GrayCover
plain-language theorem explainer
GrayCover packages a surjective path of length T through all d-bit patterns where consecutive states differ by exactly one bit flip. Pattern theorists cite it to formalize Gray-code adjacency when building cycle objects in Recognition Science. The declaration is a structure definition that directly bundles the path map, a surjectivity witness, and the OneBitDiff condition on successive elements.

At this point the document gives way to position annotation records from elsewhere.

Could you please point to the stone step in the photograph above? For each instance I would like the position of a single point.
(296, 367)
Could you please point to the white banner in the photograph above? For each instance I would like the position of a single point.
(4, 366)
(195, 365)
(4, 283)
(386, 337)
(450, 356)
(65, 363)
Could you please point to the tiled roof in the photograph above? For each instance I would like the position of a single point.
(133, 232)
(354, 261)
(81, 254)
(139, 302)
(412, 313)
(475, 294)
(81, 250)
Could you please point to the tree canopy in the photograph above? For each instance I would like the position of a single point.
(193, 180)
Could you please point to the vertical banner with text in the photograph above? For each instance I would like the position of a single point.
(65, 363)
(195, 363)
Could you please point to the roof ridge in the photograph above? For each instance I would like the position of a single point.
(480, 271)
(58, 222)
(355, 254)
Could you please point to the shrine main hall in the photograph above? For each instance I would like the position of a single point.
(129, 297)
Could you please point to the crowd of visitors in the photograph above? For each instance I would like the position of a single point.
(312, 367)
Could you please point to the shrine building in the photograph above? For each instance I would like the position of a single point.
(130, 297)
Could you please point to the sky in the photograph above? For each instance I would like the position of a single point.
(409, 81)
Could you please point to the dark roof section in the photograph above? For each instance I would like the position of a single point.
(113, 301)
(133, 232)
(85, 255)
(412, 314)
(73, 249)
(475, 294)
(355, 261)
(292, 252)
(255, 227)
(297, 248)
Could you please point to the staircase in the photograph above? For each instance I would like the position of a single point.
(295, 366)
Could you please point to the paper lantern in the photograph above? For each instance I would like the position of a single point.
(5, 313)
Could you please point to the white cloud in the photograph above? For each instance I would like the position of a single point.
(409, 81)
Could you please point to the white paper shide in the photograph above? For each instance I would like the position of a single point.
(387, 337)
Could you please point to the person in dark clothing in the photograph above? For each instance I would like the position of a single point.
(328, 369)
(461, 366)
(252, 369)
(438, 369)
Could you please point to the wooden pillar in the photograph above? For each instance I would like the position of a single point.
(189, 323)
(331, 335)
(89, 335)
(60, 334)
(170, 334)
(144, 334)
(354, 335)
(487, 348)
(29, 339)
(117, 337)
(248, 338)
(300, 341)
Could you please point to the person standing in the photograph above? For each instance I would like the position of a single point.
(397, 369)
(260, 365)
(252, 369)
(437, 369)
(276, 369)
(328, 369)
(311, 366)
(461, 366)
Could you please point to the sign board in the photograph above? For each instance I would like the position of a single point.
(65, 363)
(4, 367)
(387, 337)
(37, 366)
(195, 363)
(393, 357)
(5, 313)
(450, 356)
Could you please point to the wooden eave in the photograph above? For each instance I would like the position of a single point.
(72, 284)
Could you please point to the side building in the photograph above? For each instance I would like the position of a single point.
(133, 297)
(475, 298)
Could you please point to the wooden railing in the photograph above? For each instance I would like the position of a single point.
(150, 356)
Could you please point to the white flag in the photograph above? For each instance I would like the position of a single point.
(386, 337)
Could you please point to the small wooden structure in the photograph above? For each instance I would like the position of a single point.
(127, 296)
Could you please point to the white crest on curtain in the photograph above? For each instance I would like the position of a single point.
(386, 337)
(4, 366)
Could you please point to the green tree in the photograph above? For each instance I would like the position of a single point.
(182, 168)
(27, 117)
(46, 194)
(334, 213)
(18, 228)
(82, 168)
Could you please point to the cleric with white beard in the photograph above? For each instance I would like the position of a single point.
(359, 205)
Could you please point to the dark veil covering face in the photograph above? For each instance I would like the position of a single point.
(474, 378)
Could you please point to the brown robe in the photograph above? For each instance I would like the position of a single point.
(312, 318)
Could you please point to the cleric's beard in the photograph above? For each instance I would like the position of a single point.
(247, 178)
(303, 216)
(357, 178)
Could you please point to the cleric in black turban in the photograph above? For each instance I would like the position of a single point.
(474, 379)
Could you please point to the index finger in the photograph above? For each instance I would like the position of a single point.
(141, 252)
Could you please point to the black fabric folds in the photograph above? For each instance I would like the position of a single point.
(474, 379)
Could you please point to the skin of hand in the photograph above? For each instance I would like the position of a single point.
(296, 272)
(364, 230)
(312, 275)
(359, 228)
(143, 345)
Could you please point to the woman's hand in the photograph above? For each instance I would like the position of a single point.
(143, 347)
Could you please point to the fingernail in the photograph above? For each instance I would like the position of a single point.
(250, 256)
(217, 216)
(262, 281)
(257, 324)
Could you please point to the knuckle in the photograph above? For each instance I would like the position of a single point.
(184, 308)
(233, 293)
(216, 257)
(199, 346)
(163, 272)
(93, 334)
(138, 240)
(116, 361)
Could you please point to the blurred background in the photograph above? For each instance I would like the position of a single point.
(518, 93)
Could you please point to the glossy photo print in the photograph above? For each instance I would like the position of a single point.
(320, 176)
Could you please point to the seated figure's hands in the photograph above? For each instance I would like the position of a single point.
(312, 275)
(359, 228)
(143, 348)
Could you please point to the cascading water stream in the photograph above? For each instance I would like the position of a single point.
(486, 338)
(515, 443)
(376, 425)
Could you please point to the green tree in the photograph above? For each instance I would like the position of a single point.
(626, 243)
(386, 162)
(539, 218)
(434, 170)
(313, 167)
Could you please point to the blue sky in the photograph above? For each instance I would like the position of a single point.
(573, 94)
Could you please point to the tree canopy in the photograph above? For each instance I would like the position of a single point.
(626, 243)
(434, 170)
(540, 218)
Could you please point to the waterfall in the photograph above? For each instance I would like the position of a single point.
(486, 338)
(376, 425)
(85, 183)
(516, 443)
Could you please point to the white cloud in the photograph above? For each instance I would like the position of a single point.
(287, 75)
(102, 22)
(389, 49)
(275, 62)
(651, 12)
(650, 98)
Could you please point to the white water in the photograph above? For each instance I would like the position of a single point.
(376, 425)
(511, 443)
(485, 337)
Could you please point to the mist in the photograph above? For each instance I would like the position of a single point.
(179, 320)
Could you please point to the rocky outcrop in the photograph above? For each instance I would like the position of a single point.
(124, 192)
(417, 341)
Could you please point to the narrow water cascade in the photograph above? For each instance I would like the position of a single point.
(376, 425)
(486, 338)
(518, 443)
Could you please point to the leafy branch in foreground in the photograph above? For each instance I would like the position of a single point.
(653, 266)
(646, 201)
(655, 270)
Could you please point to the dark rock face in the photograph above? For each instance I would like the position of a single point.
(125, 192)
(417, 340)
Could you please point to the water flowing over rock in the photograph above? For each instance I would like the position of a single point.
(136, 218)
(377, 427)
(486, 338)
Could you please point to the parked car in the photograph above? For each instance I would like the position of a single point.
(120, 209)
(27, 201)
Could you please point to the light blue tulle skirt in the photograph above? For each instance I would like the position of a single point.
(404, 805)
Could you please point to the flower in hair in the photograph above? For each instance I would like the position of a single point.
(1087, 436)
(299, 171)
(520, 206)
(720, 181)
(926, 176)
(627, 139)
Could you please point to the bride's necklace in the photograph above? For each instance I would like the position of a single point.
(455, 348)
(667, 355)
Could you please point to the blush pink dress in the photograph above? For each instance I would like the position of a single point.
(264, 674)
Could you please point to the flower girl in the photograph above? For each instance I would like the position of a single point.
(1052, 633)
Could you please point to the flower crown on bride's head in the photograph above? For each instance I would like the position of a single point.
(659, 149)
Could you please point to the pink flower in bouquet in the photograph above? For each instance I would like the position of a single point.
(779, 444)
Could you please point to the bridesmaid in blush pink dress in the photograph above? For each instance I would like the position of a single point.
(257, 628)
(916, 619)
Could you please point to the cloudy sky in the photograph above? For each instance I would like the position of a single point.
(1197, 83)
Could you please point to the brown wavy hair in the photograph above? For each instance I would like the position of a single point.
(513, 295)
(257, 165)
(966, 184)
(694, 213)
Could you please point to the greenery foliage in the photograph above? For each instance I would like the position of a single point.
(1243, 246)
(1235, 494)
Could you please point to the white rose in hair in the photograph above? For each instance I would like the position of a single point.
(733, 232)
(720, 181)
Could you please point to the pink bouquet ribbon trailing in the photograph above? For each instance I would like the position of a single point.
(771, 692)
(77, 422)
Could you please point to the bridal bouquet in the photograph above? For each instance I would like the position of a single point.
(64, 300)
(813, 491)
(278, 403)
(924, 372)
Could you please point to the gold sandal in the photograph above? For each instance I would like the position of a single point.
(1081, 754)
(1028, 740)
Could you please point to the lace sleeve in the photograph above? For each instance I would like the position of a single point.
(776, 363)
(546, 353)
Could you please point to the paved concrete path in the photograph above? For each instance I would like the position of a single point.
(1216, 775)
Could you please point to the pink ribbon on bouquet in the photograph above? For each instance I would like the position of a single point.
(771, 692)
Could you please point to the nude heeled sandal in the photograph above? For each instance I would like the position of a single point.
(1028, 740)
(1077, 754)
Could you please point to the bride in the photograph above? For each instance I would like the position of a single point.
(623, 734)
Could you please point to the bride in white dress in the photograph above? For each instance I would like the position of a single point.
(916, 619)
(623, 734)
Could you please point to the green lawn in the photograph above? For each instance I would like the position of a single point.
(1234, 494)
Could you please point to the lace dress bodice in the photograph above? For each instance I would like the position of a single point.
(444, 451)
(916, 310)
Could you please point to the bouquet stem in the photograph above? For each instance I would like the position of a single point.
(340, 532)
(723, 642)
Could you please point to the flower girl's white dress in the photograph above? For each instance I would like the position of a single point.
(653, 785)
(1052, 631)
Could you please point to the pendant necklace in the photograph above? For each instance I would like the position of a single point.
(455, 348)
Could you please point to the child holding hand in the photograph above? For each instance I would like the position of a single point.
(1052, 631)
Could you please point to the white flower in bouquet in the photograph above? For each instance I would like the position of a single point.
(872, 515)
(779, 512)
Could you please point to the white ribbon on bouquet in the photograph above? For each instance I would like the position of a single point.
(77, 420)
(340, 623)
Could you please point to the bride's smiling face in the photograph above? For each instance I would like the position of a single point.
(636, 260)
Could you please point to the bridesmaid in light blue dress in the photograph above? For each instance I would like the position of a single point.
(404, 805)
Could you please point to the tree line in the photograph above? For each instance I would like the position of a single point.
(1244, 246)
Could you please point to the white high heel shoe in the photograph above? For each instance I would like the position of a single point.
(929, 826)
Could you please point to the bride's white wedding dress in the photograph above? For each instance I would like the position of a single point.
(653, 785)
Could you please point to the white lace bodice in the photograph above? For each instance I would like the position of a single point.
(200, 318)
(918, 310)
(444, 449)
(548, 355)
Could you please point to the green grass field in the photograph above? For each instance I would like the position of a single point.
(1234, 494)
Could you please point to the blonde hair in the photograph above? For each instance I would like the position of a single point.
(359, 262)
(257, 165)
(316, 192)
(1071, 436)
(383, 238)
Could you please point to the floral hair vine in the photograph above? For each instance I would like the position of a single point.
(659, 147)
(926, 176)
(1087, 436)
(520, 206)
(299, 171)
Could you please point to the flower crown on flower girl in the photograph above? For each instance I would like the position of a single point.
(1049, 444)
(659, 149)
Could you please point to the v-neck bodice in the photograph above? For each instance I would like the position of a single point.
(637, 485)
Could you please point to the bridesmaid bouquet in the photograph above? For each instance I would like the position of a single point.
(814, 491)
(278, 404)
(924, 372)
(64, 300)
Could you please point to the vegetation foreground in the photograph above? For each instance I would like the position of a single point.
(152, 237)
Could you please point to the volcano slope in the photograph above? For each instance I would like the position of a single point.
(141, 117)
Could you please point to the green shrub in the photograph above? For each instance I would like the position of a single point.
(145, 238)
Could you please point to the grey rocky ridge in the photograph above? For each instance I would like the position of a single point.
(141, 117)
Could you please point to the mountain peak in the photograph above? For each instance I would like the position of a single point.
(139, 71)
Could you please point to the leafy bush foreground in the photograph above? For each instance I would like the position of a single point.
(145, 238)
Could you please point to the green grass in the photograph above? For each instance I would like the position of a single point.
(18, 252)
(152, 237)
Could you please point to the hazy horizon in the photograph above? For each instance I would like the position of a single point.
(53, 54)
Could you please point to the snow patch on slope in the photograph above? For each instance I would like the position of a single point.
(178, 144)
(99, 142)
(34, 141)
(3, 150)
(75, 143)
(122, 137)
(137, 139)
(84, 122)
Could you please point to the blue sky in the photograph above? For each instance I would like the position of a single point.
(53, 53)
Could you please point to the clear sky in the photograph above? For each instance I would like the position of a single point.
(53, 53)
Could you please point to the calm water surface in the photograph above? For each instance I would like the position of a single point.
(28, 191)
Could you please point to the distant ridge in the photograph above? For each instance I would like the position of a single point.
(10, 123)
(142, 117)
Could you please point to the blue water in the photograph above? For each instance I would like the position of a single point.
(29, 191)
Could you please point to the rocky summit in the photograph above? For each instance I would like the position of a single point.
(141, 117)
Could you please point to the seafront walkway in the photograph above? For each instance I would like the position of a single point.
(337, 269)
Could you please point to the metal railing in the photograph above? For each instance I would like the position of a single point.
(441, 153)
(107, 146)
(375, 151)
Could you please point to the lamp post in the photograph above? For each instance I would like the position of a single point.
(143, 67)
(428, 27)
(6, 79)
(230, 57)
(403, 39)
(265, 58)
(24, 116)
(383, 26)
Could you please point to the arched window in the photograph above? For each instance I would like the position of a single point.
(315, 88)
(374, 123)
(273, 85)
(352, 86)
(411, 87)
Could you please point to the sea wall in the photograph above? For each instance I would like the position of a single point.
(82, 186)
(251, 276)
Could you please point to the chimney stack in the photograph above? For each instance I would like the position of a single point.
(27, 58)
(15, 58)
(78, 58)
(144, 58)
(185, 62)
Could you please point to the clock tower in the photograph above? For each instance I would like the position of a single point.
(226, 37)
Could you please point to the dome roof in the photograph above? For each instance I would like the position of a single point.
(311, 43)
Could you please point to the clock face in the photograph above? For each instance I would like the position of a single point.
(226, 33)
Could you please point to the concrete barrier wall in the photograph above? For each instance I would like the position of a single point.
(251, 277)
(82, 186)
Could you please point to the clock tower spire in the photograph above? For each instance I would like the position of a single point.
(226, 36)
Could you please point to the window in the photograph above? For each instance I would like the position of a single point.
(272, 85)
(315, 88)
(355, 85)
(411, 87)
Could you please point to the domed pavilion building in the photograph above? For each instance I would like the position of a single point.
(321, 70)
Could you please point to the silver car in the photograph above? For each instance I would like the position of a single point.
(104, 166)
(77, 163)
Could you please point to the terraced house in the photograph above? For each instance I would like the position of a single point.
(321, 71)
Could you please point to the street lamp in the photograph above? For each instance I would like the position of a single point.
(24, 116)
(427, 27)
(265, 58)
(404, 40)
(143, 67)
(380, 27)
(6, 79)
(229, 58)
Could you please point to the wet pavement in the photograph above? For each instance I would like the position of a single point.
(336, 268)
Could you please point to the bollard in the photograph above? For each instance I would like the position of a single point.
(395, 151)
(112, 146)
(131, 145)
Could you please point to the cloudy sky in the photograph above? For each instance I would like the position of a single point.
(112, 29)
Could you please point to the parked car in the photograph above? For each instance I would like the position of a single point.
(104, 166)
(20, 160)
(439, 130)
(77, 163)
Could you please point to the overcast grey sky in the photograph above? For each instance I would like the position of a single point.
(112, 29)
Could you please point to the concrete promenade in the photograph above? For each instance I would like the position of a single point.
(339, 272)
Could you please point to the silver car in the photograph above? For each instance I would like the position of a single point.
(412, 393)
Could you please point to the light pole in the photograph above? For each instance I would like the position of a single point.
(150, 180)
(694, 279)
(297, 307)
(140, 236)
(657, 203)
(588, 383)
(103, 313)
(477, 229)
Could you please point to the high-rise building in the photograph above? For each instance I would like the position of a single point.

Claim. Let $d,T$ be natural numbers with $T$ nonzero. A Gray cover is a map $path: Fin T → (Fin d → Bool)$ that is surjective onto all patterns and satisfies OneBitDiff$(path(i), path(i+1))$ for every $i$, where OneBitDiff$(p,q)$ asserts that $p$ and $q$ differ in exactly one coordinate.
background
The GrayCycle module takes Pattern d to be the set of all functions Fin d → Bool. OneBitDiff p q is the predicate that exactly one coordinate k satisfies p k ≠ q k. This structure upgrades the plain coverage facts from the parent Patterns module by adding the adjacency requirement. The module documentation states that GrayCycle supplies the stronger adjacent object needed to align with ledger-compatible adjacency and relies on the standard recursive BRGC construction.
proof idea
GrayCover is a structure definition with no proof body. It declares three fields: the path function of type Fin T → Pattern d, the completeness field asserting surjectivity of that path, and the oneBit_step field asserting OneBitDiff between each consecutive pair.
why it matters
GrayCover is the base type instantiated by grayCover3 for the explicit period-8 cycle on 3 bits and by brgcGrayCover for the general BRGC case. It supplies the adjacency condition required by the GrayCycle module and supports the eight-tick octave (period 2^3) together with the emergence of D = 3 in the forcing chain. Downstream results such as grayCover_min_ticks and grayCover_eight_tick_min derive the lower bound 2^d ≤ T directly from instances of this structure.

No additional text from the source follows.